In [0]:
# Databricks Notebook: Bronze SBB Ingestion
# Objective: read JSON from ADLS Gen2 and create Bronze in Delta Lake

# -------------------------------
# 1️⃣ Import SparkSession
# -------------------------------
from pyspark.sql import SparkSession

spark = SparkSession.builder.getOrCreate()

In [0]:
# -------------------------------
# 2️⃣ Define ADLS variables
# -------------------------------
storage_account = "sbbapistorageaccount"
container = "data-container"
account_key = ""

# Configure Spark which allows it to access the ADLS Gen2 storage account
spark.conf.set(
    f"fs.azure.account.key.{storage_account}.dfs.core.windows.net",
    account_key
)

# Path of JSON file
adls_path = f"abfss://{container}@{storage_account}.dfs.core.windows.net/data/sbb.json"
print("Chemin JSON :", adls_path)

In [0]:

# -------------------------------
# 3️⃣ Read JSON
# -------------------------------
# Using badRecordsPath option to catch the errors
df_raw = spark.read.option("multiLine", True).json(adls_path)

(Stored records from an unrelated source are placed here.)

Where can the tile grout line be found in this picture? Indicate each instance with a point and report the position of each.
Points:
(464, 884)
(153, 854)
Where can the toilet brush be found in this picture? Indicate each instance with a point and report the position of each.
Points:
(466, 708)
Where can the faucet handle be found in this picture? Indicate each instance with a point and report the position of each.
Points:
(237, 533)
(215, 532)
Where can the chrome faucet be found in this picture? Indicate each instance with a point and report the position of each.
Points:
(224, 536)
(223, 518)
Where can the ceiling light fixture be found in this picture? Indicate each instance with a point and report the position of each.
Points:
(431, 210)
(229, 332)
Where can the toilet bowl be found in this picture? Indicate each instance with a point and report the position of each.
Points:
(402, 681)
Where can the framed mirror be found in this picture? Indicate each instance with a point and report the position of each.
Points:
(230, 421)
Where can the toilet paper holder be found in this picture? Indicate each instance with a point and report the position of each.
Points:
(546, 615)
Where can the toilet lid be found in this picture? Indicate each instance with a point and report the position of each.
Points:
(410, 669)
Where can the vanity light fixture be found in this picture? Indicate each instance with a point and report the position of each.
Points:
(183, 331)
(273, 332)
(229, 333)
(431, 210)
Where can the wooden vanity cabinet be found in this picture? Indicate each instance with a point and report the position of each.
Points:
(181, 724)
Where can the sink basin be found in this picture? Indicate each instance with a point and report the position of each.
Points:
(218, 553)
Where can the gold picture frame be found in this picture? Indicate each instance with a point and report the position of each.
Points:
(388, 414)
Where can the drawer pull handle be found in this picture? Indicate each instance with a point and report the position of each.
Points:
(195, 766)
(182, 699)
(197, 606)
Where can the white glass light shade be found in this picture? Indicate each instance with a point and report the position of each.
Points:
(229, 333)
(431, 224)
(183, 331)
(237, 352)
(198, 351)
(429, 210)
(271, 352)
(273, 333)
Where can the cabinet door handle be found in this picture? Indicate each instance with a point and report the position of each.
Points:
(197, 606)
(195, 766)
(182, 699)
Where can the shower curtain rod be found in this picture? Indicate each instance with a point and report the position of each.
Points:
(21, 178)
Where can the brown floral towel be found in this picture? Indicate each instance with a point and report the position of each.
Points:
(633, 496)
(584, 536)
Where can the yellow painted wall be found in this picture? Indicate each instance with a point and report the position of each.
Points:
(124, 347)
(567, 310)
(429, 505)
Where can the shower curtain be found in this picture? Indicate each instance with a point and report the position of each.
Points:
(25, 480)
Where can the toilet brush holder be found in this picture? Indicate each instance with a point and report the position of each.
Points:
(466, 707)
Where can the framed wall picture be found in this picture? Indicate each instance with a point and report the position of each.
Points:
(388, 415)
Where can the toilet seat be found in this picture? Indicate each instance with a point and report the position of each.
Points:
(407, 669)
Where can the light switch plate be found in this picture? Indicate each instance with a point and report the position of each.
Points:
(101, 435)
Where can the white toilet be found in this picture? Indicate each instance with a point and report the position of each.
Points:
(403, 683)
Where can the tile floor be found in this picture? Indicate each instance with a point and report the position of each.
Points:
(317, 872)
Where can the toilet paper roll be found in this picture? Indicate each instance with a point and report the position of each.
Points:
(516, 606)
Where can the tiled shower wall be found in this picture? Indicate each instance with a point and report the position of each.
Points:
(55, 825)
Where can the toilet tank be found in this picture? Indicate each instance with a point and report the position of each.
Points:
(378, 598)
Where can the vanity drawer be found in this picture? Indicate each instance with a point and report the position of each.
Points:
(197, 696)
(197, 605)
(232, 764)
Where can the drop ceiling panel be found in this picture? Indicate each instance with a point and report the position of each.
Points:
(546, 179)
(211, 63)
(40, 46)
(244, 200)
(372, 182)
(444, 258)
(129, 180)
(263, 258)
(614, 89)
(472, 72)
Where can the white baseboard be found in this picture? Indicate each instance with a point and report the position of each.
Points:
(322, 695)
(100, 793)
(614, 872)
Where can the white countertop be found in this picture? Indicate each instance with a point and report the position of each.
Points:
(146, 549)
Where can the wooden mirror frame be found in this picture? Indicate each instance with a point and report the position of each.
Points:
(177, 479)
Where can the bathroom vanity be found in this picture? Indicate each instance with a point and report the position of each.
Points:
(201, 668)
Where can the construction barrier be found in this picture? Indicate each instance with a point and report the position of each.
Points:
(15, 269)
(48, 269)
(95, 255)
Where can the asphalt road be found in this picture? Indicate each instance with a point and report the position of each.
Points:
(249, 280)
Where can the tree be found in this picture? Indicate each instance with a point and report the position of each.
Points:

# Verify 5 first rows and schema
df_raw.show(5, truncate=False)
df_raw.printSchema()


In [0]:
from pyspark.sql.functions import explode, col

df_clean = df_raw.select(
    explode(col("results")).alias("result"),  # converts each element of the array into a line
    col("total_count")
)

# Now that result is a struct, we can extract its fields
df_clean = df_clean.select(
    col("result.*"), 
    col("total_count")
)

df_clean.show(1, truncate=False)
#df_clean.printSchema()

In [0]:
# -------------------------------
# 5️⃣ Define Bronze path
# -------------------------------
bronze_path = f"abfss://{container}@{storage_account}.dfs.core.windows.net/bronze/sbb"
print("Chemin Bronze :", bronze_path)

In [0]:
# -------------------------------
# 6️⃣ Write Bronze in Delta Lake
# -------------------------------
df_clean.write.format("delta").option("mergeSchema", "true") \
    .mode("overwrite") \
    .save(bronze_path)

print("✅ Bronze SBB créée avec succès")

In [0]:
# -------------------------------
# 7️⃣ Verification
# -------------------------------
df_bronze = spark.read.format("delta").load(bronze_path)
df_bronze.show(3, truncate=False)
#df_bronze.printSchema()

In [0]:
# -------------------------------
# 8️⃣ Optionnal : Create Bronze SQL table
# -------------------------------
spark.sql(f"""
CREATE TABLE IF NOT EXISTS bronze_sbb
USING DELTA
LOCATION '{bronze_path}'
""")
print("✅ Table SQL bronze_sbb créée")

In [0]:
spark.sql(f"""
SELECT *
FROM bronze_sbb
LIMIT 3
""").show(truncate=False)